In Hawthorne's The Scarlet Letter, which character is the most significant in chapters 19-24?

In Nathaniel Hawthorne's The Scarlet Letter, Arthur Dimmesdale becomes the most important character in the last portion of the book. It is here that he and Hester (with Pearl) find each other walking in the forest. We already know about Hester’s sin and how she has reacted to her punishment of wearing the scarlet letter daily. We already know that Chillingworth has devoted his life and sacrificed his own happiness seeking revenge against Dimmesdale. What’s left for the reader is Dimmesdale—will he finally admit his guilt and confess his sin, and will his confession soothe his tortured soul?


In these chapters it appears at first that Dimmesdale will find happiness after all in his plan to escape Boston with Hester and Pearl. When Pearl exhorts him to sail away with her, he thinks to himself, “But now—since I am irrevocably doomed—wherefore should I not snatch the solace allowed to the condemned culprit before his execution?” In other words, why shouldn’t he allow himself a chance at happiness somewhere else, since I he has no chance of finding it here.


But it becomes evident to him that he cannot do so when he walks back into town in a near fit of blasphemous behavior and thoughts: “At every step he was incited to do some strange, wild, wicked thing or other . . .” In deciding to leave Boston and his guilt behind, he has somehow separated himself from his faith. In the end, he cannot live with this result.


So, instead of leaving with Hester, he writes the most moving and impassioned sermon of his career. This sermon is Dimmesdale’s last moment of glory as a clergyman:



The eloquent voice, on which the sounds of the listening audience had been borne aloft as on the swelling waves of the sea, at length came to a pause . . . Then ensued a murmur and half-hushed tumult, as if the auditors [listeners], released from the high spell that had transported them into the region of another’s mind, were returning into themselves, with all their awe and wonder still heavy on them.



From here, Dimmesdale joins Hester and Pearl beside the scaffold, where the story began, and at last confesses his sin to the townspeople. His confession is immediately followed by his death, which leaves Chillingworth with nothing to live for (since avenging himself upon Dimmesdale was his sole reason for living). Chillingworth bequeaths his riches to Pearl.

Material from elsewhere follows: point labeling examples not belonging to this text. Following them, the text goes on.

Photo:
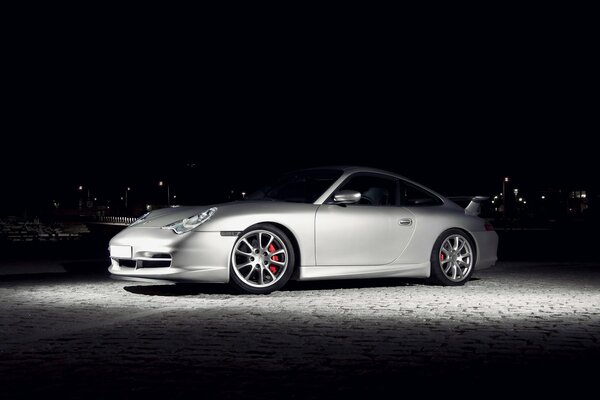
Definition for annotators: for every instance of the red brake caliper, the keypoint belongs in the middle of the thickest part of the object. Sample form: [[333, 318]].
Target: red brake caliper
[[273, 268]]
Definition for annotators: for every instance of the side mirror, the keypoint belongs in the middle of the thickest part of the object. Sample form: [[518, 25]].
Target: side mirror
[[346, 197]]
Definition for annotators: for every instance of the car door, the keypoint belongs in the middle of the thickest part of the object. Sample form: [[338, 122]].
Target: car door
[[374, 231]]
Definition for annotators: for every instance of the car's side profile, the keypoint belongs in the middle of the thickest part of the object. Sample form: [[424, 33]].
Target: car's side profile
[[322, 223]]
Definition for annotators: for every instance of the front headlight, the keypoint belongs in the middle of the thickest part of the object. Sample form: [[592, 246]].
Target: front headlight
[[140, 219], [187, 224]]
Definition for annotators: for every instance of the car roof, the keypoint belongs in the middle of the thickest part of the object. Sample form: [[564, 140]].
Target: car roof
[[356, 168]]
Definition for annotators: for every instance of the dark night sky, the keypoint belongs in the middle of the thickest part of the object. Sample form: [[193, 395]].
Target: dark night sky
[[465, 112]]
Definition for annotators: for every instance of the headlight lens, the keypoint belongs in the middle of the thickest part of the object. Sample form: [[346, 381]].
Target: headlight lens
[[140, 219], [187, 224]]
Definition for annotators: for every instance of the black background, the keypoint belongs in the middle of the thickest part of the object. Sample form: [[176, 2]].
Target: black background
[[456, 106]]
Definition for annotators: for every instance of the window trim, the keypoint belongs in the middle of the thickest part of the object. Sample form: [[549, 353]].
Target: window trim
[[440, 201], [339, 187]]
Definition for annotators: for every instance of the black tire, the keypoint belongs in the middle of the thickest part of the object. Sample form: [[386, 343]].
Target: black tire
[[254, 271], [437, 275]]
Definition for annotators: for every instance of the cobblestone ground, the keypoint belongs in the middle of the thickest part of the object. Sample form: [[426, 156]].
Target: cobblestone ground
[[516, 328]]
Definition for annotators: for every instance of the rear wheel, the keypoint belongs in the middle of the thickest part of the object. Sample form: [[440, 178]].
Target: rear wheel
[[452, 258], [262, 260]]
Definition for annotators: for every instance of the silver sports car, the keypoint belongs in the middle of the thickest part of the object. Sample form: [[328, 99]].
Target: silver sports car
[[322, 223]]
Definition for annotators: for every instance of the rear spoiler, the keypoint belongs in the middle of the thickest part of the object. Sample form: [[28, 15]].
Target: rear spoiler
[[474, 207]]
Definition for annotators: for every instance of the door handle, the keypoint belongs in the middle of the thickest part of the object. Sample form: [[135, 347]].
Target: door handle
[[405, 221]]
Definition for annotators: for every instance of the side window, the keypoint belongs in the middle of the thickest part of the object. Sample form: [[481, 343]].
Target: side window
[[374, 190], [411, 195]]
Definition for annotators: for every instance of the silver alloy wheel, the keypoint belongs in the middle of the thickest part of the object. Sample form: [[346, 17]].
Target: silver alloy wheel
[[456, 258], [260, 258]]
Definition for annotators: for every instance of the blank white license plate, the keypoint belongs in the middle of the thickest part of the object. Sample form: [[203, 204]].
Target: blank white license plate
[[120, 251]]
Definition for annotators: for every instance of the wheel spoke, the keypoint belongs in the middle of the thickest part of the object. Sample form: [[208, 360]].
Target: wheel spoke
[[269, 243], [271, 273], [243, 265], [251, 266], [247, 243]]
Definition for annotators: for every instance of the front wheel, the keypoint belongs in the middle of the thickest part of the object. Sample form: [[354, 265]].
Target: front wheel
[[262, 260], [452, 258]]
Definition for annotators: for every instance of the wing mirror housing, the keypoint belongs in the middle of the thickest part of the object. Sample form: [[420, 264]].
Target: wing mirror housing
[[346, 197]]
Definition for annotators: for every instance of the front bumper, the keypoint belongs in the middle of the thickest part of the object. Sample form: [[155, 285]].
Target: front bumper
[[194, 256]]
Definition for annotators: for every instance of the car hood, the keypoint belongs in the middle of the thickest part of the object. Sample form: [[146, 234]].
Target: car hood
[[165, 216]]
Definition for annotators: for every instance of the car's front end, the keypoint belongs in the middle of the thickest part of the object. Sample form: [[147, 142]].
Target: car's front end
[[166, 245]]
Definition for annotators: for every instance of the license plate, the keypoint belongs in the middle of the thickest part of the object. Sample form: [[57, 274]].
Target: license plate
[[120, 251]]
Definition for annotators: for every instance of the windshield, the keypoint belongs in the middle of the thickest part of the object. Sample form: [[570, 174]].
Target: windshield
[[298, 187]]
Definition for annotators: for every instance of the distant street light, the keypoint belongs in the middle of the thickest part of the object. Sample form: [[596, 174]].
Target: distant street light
[[126, 194], [161, 183], [504, 198]]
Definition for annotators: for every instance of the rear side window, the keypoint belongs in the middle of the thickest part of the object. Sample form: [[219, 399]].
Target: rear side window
[[375, 190], [411, 195]]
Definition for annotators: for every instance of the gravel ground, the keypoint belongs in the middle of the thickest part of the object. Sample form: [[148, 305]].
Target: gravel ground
[[517, 328]]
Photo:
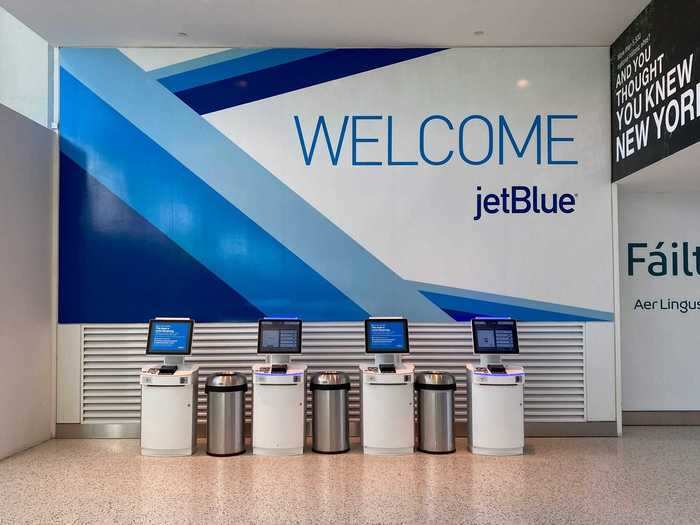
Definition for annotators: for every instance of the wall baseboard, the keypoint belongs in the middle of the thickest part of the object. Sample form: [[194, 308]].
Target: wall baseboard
[[661, 418], [532, 429]]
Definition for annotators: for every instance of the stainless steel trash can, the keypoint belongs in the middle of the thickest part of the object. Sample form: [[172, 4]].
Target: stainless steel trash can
[[225, 413], [330, 425], [436, 415]]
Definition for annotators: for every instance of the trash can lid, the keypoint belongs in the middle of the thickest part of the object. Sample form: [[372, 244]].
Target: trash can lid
[[435, 380], [226, 382], [330, 380]]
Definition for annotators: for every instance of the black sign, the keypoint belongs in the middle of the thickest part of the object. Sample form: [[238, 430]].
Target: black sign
[[655, 85]]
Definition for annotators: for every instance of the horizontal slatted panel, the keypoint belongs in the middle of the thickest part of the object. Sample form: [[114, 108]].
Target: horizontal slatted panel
[[552, 354]]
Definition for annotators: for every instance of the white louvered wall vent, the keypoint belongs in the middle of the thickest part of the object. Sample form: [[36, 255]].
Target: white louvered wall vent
[[552, 354]]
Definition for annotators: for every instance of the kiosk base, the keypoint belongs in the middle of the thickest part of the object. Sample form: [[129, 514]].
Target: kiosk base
[[481, 451], [162, 452], [375, 451], [278, 451]]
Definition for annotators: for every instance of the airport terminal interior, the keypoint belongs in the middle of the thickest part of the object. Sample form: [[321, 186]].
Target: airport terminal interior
[[349, 263]]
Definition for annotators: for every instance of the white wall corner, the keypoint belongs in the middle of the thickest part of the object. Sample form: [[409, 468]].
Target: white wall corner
[[68, 373]]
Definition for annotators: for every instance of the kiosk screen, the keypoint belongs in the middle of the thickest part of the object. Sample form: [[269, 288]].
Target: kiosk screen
[[495, 336], [386, 336], [279, 336], [170, 337]]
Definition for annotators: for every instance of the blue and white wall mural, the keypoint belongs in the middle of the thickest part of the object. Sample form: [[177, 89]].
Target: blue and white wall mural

This enables Hester and Pearl to leave Boston and live abroad for a number of years, until Hester finally decides to return to Boston, without Pearl, whose ultimate fate is hinted at but ultimately unknown.


Everything in the final six chapters of the book revolves around and depends upon Dimmesdale’s development and eventual confession. Without it, Hester and Pearl would have continued to live in a kind of guilty limbo, unable to exist apart from the stigma of Hester’s sin of adultery as a young woman.